Suspiciously hot on the heals (six days after publication to be precise) of a $7‑million settlement of a class action suit against Deoleo reached in March 2018, Washington D.C. plaintiff Kevin Fahey, on behalf of the general public of the District of Columbia, sought to revive claims that Bertolli extra virgin olive oil is still not in fact what it claims to be.
This meager factual content is not enough for the court to draw the reasonable inference that Deoleo is liable for the misconduct alleged.- U.S District Court
On November 8, 2018, U.S. District Court for the District of Columbia accepted Deoleo’s Motion to Dismiss the suit.
As part of the March 2018 settlement, Bertolli agreed to ensure that ‘Made in Italy’ meant just that — to bottle its product in protective green glass and to apply stricter testing protocols during the bottling process.
In the new action, Plaintiff Fahey sought to revive claims that Bertolli’s EVOO is in fact still not EVOO in violation of D.C. Consumer Protection Law that makes it unlawful “to engage in an unfair or deceptive trade practice, whether or not any consumer is, in fact, misled, deceived, or damaged…” Deceptive practices include “represent[ing] that goods or services are of a particular standard, quality, grade, style or model if in fact, they are of another.”
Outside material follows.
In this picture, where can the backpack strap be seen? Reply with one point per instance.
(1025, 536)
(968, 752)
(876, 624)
Fahey supported his claim that Bertolli deceptively mislabeled a bottle of olive oil that he purchased in 2018 solely on basis of the 2010 study on olive oil quality conducted by the University of California at Davis. Judge Christopher Cooper, however, was having none of it. Rejecting this “meager ‘factual content’” as valid support for the allegations, he said that the Court would have to indulge in methodological, temporal and geographic assumptions (all dubious in his view) to accept Fahey’s claim.
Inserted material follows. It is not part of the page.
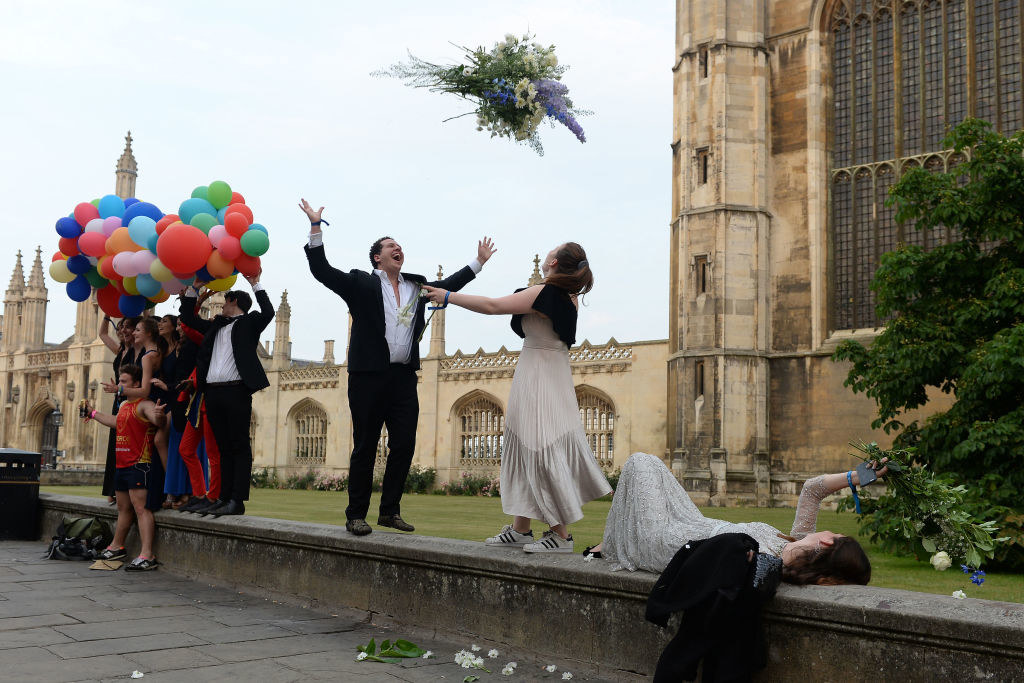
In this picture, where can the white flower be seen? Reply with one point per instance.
(941, 561)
See Also:United States District Court Memorandum OpinionMethodologically, he rejected that a 2010 Study could support claims about Bertolli EVOO in 2018. Judge Cooper noted not only the small scale of the 2010 tests (3 bottles of different lots) but that the samples of Bertolli oil in that study had satisfied the chemical criteria of the EVOO classification but fell short only in the taste tests. He found that by their nature these tests were subjective and noted that even in the 2010 study, the International Olive Council standard states they should have merited a second panel of testers to verify the first.
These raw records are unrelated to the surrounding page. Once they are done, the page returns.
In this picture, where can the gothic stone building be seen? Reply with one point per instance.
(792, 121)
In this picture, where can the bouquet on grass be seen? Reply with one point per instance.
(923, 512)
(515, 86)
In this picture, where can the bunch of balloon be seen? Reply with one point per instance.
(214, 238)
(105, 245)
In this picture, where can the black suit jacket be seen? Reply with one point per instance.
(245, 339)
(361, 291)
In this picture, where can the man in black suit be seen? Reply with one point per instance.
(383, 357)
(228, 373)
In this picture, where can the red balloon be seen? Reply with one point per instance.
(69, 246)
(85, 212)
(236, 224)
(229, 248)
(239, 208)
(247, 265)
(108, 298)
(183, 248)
On the temporal front, Judge Cooper cited the fact that if by its nature olive oil would vary from lot to lot, it would certainly vary from year to year and season to season. He queried why tests done in 2010 on Bertolli EVOO should have any bearing on its product in 2018.
Finally, he noted that because bottles purchased in California do “not plausibly suggest that the bottle Fahey purchased [in D.C.] was similarly deficient, much less that every bottle sold in D.C. was as well.” He supports this with a finding in a 2011 case involving EVOO sold in Florida where the claim was also rejected.
While on the one hand, the granting of Deoleo’s Motion to Dismiss rested on Fahey’s almost total lack of evidence to support his, let alone ‘the people of Washington D.C.’s’ claim, the tone of the grant would suggest that this bandwagon just may have come to a screeching judicial halt and that the effects of the often-cited 2010 Davis study may have run their course.